Casano, V., Castiglia, G., Gigante, E., Maltese, V., Montalbano, C., Zichichi, L., & Sala, A. C. (2019). Gestalt phenomenological analysis of the essential experience of anger. Phenomena Journal - International Journal of Psychopathology, Neuroscience and Psychotherapy, 1(2), 8–17. https://doi.org/10.32069/pj.2019.2.45

Abstract

According to an actual epistemology it is possible to do a scientific work starting from a direct perspective so that, even if the objective approach has been considered as synonymous of scientifically correct, the “subjective” approach will be necessarily based on the direct observation of the experience itself. The phenomenological approach considers emotion as a peculiar consciousness phenomenon different from pure thinking: it aims to establish emotion comprehension on objective basis. Emotion is not an idea or a thought, it is the very inception and it has pre-rational nature.The phenomenological approach becomes an essential condition for a scientific method of analysis.

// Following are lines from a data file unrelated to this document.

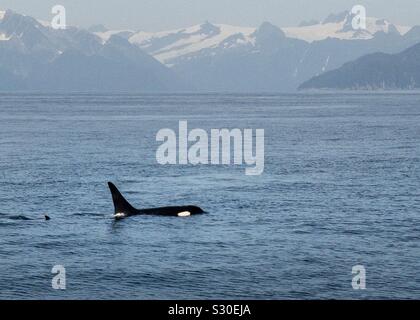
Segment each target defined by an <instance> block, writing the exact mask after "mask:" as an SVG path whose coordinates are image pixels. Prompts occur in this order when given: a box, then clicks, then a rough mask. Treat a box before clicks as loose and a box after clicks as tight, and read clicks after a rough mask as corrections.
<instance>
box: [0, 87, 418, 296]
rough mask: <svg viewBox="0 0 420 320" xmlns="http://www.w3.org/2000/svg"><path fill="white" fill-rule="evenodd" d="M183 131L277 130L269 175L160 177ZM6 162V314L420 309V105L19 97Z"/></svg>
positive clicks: (105, 98)
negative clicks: (113, 300) (165, 128)
mask: <svg viewBox="0 0 420 320" xmlns="http://www.w3.org/2000/svg"><path fill="white" fill-rule="evenodd" d="M179 120H187V121H188V126H189V128H191V129H192V128H203V129H206V130H209V129H211V128H215V129H218V128H241V129H244V128H254V129H256V128H262V129H264V130H265V170H264V173H263V174H262V175H261V176H246V175H245V167H246V166H233V165H232V166H217V165H208V166H207V165H200V166H193V165H183V166H178V165H172V166H171V165H169V166H162V165H159V164H157V162H156V159H155V154H156V149H157V147H158V146H159V145H160V142H156V140H155V137H156V133H157V132H158V131H159V130H160V129H162V128H172V129H174V130H177V128H178V121H179ZM0 155H1V157H0V298H1V299H35V298H36V299H38V298H39V299H340V298H346V299H366V298H369V299H380V298H384V299H391V298H397V299H413V298H417V299H419V298H420V95H419V94H394V93H388V94H385V93H384V94H339V93H337V94H300V95H233V94H232V95H212V94H208V95H123V94H121V95H95V94H72V95H47V94H5V93H3V94H1V95H0ZM107 181H113V182H114V183H116V184H117V186H118V187H119V188H120V190H121V191H122V192H123V193H124V195H125V196H126V197H127V199H128V200H129V201H130V202H131V203H132V204H133V205H135V206H136V207H156V206H165V205H186V204H192V205H199V206H201V207H202V208H204V209H205V210H206V211H207V212H208V214H205V215H200V216H192V217H189V218H176V217H155V216H136V217H130V218H128V219H125V220H122V221H118V222H115V221H113V219H112V218H111V215H112V214H113V205H112V200H111V196H110V193H109V191H108V188H107V184H106V183H107ZM44 214H48V215H49V216H50V217H51V220H50V221H44V220H43V215H44ZM54 265H63V266H64V267H65V269H66V289H65V290H55V289H53V288H52V286H51V281H52V278H53V276H54V274H52V273H51V269H52V267H53V266H54ZM355 265H363V266H364V267H365V269H366V289H365V290H354V289H353V288H352V284H351V282H352V277H353V275H352V267H353V266H355Z"/></svg>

One of the main principles of the Gestalt Theory is that the Self “gets to-gether” when it becomes a whole form together with the world  thus the phenomenological approach becomes the true and natural technique to get a scientific knowledge of perception, or the way the Self enters in contact with the world. The Gestalt-therapy is based on: consciousness development, experimental approach, to work here and now, the phenomenological practice, to work with incarnation. This methodological approach of the Gestalt-therapy arises from the purpose to integrate all emotional experience perceived by the subject, connecting perception with thinking and therefore with feelings. The objective is to shape the phenomenological research on the gestalt principles and on an integrated methodology. The focus was especially brought on the subjective description of anger as emotional experience, distinguishing five prototypes: Explosive Anger, Underestimating Anger, Manipulative Anger, Daring Anger and Refusal Anger.